How Would SOPA and PIPA Impact B2B Marketing?
Many of you will have heard of SOPA (the controversial ‘Stop Online Piracy Act’) and PIPA (the ‘Protect Intellectual Property Act’) after a week of protests with sites like Google and Wikipedia hosting symbolic blackouts on January 18th and Obama voicing his opinion in opposition of the bills. But what do these acts mean for B2B marketers? To find out, let’s understand the purpose of these proposed bills:
SOPA, introduced last October to the House of Representatives, intends to stop online piracy by giving US law enforcement and copyright owners greater powers to combat online trafficking of copyrighted intellectual property and pirated goods. PIPA is the Senate’s version of SOPA with a recommendation to extend the powers of enforcement to rogue websites registered outside of the US (and some other nuances about which you can read here or watch here).
These bills are particularly popular with the entertainment and music industries, who have suffered the most from online piracy and file sharing, but do not take into account the implications for the sharing of information on the Web. For B2B marketers, the current drafts of these bills propose important changes to the way they conduct their online marketing activities, especially when sharing content through social media and marketing partners.
The impact on social brands
Pretty much anything goes in social media. That includes content, the very foundation of all social brands you can think of today. The bills could have major effects on the sharing features of sites such as LinkedIn, Twitter, Facebook, Amazon and YouTube to name but a few. If you consider that Facebook alone represents a quarter of the US online advertising spend with a community of more than 800 million active users, you can imagine the impact this would have on share of voice, demand and revenue generation in social media. Social media could be transformed from a quick and effective way to connect with businesses and audiences, to a conscientious process, where every post and link is checked to ensure it is not in violation of copyright laws (for more information, check out Clay Shirky’s video at TED). Businesses would need to develop compliance structures and, potentially, find alternatives to current marketing techniques, such as monitoring business trends on Facebook, engaging thought leaders in conversation on Twitter and connecting with colleagues or business prospects via LinkedIn.
The impact on websites
SOPA and PIPA define copyright infringement loosely. If your website is considered to infringe copyright because of content you posted or other user-generated content, it is probable that online payment systems, search engines and internet service providers would no longer be able to service your website. This could leave businesses who do not comply with no search rankings and limited ability to transact online. However, despite the intention of SOPA and PIPA, the act would only be able to block the domain, not the IP address. This means copyrighted materials would still be easy to reach and download through the IP route (simply by typing a site’s IP address, instead of its domain name, in a browser).
The impact on marketing innovation
Faced with the compliance complications associated with a highly regulated web, entrepreneurs could become more cautious when rolling out new initiatives and developing new products. This is true for marketers too. Extra care and attention will have to be used when creating great content that will be shared across social media platforms.

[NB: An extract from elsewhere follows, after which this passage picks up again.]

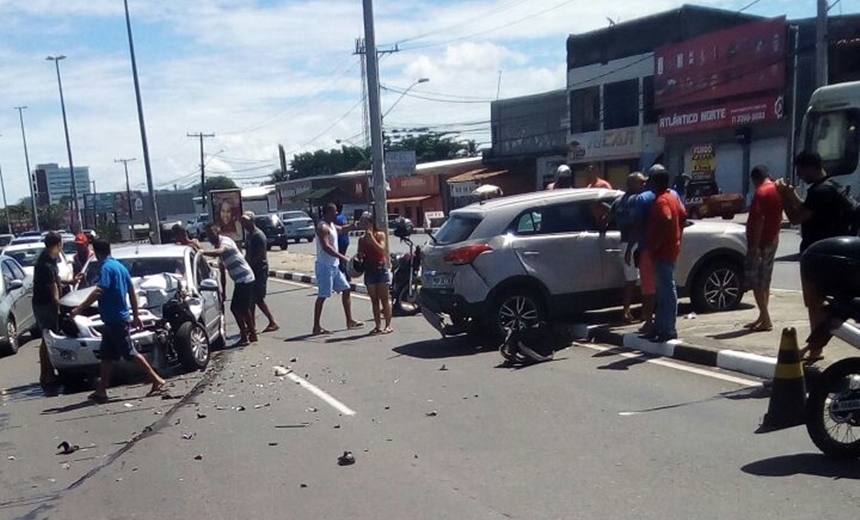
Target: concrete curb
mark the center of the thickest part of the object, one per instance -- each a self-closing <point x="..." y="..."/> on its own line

The impact on client relationships
The consequences of SOPA and PIPA could put stress on client relationships and co-marketing agreements. Sharing content across sites will require extra caution. Imagine a scenario in which a client publishes some of your content on their site. If that content gets flagged for copyright infringement, the client’s site could be at risk of shutdown, creating a strain on contractual obligations and potentially damaging business relationships. Such regulations could make business and marketing partnerships with other companies a strenuous process.
These developments could transform the online marketing landscape as we know it. They could infringe upon freedoms we have taken for granted such as buyers’ ability to educate freely online and businesses’ ability to engage in social conversations.